I have another friend who build a toter similar to what you are doing, and he was also able to reuse the parts of the sidewall (cut off when you shorten the back) to build the new solid back wall of the toter. Worked good, everything matched up nice that way trim wise, including the "patina" as in every white truck is faded to some extent, and if you mix in new materials it will never match up right unless you paint the whole thing when you are done. He just shortened the box to the length where he could pull his fifth wheel trailer, but then decided to add the cabover later. That was a mistake, more work than it was worth. Should have done it your way and been less work and look better.
Using the 1.5" steel tubing for your internal framework would have the benefit of matching up to inexpensive 2x2 or 2x3 (laid flat) framework you use throughout the rest of the box for your insulation and wiring.

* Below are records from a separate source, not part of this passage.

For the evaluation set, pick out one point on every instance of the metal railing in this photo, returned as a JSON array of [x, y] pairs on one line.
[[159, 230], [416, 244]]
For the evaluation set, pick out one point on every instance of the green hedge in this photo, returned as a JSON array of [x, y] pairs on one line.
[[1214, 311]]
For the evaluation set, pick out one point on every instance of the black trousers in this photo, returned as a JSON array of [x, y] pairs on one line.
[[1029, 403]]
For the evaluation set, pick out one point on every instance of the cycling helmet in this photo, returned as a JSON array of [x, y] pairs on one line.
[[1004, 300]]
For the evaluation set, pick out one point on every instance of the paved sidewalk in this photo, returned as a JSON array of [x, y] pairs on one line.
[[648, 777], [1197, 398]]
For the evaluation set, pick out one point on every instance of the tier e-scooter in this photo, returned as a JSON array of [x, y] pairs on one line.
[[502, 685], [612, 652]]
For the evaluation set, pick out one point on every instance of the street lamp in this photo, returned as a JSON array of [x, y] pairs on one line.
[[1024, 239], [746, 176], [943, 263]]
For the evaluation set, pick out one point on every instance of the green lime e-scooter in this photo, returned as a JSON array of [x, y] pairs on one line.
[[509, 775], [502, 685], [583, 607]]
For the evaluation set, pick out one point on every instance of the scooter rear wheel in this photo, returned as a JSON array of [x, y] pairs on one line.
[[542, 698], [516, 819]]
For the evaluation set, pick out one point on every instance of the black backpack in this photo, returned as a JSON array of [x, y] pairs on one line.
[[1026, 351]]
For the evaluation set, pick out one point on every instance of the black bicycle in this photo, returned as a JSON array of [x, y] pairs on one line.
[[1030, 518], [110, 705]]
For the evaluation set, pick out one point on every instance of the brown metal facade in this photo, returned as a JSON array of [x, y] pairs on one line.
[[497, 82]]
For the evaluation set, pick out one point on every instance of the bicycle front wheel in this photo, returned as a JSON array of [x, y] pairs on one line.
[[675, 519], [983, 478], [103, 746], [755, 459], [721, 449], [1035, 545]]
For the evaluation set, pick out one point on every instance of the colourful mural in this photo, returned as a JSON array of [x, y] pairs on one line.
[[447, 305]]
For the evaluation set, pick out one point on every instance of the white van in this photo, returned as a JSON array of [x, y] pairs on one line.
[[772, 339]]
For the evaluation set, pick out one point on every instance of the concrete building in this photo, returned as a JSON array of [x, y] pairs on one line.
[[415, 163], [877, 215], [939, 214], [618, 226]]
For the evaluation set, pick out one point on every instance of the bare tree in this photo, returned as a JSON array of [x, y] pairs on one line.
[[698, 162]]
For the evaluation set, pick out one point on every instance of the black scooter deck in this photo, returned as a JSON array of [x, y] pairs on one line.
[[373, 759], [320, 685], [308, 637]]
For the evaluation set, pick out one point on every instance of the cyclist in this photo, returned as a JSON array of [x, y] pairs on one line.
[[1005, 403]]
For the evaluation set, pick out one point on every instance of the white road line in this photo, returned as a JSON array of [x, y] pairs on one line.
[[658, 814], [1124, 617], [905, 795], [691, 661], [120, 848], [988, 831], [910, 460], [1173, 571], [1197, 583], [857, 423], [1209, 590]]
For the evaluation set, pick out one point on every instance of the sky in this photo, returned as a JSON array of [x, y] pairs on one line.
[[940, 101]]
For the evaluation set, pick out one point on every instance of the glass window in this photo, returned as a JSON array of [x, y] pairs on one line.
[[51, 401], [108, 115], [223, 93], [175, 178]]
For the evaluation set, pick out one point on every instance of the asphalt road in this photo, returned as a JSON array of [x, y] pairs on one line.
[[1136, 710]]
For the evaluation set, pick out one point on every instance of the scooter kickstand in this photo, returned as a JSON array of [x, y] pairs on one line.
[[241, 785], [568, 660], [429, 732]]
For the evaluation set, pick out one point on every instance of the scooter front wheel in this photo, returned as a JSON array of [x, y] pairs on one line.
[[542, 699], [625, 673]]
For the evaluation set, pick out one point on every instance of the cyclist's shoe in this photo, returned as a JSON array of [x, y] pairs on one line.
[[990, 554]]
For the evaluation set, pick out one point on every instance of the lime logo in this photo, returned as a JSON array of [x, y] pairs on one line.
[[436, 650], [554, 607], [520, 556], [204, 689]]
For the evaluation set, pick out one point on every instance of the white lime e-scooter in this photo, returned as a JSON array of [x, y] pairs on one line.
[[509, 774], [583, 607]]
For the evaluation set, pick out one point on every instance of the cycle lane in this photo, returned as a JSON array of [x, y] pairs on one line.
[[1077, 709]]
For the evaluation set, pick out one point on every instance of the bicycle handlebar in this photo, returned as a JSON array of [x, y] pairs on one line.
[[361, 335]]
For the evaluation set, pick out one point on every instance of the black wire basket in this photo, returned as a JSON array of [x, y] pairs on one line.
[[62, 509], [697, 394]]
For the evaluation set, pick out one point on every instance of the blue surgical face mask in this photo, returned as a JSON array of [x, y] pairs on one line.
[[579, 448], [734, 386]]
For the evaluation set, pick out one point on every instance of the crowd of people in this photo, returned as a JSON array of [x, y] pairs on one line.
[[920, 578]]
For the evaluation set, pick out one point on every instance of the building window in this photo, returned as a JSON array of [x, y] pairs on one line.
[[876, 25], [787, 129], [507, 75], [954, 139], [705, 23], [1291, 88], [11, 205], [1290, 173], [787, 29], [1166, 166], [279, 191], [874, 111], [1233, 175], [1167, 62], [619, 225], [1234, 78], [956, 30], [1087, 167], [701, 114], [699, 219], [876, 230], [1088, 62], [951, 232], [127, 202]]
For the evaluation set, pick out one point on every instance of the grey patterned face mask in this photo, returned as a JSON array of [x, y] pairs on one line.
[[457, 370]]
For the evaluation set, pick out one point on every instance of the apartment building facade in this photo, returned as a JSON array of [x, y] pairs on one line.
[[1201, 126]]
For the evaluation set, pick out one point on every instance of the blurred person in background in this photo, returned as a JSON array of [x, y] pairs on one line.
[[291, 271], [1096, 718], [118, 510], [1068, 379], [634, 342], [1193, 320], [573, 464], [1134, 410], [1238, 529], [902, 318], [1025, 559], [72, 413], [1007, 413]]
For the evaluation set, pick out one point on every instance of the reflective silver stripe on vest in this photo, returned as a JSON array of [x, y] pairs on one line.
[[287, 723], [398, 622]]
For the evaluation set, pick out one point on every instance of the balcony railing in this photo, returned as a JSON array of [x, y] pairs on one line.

I ended up using surplus diamond plate curved corners and cast aluminum endcaps when I built my box. My stuff was surplus trailer hardware from Johnson's Surplus and Bontragers in Elkhart. A little tricky to figure out how to build the structure properly to work with the curved corners the first time, but worth it for a professional look.
You may want to also have your plan figured out for lower toolboxes and/or side skirtying at the same time if you want it to have that true toterhome look. For example that way you can run the same solid corner piece all the way to the bottom of the side skirt for a nice continuous look.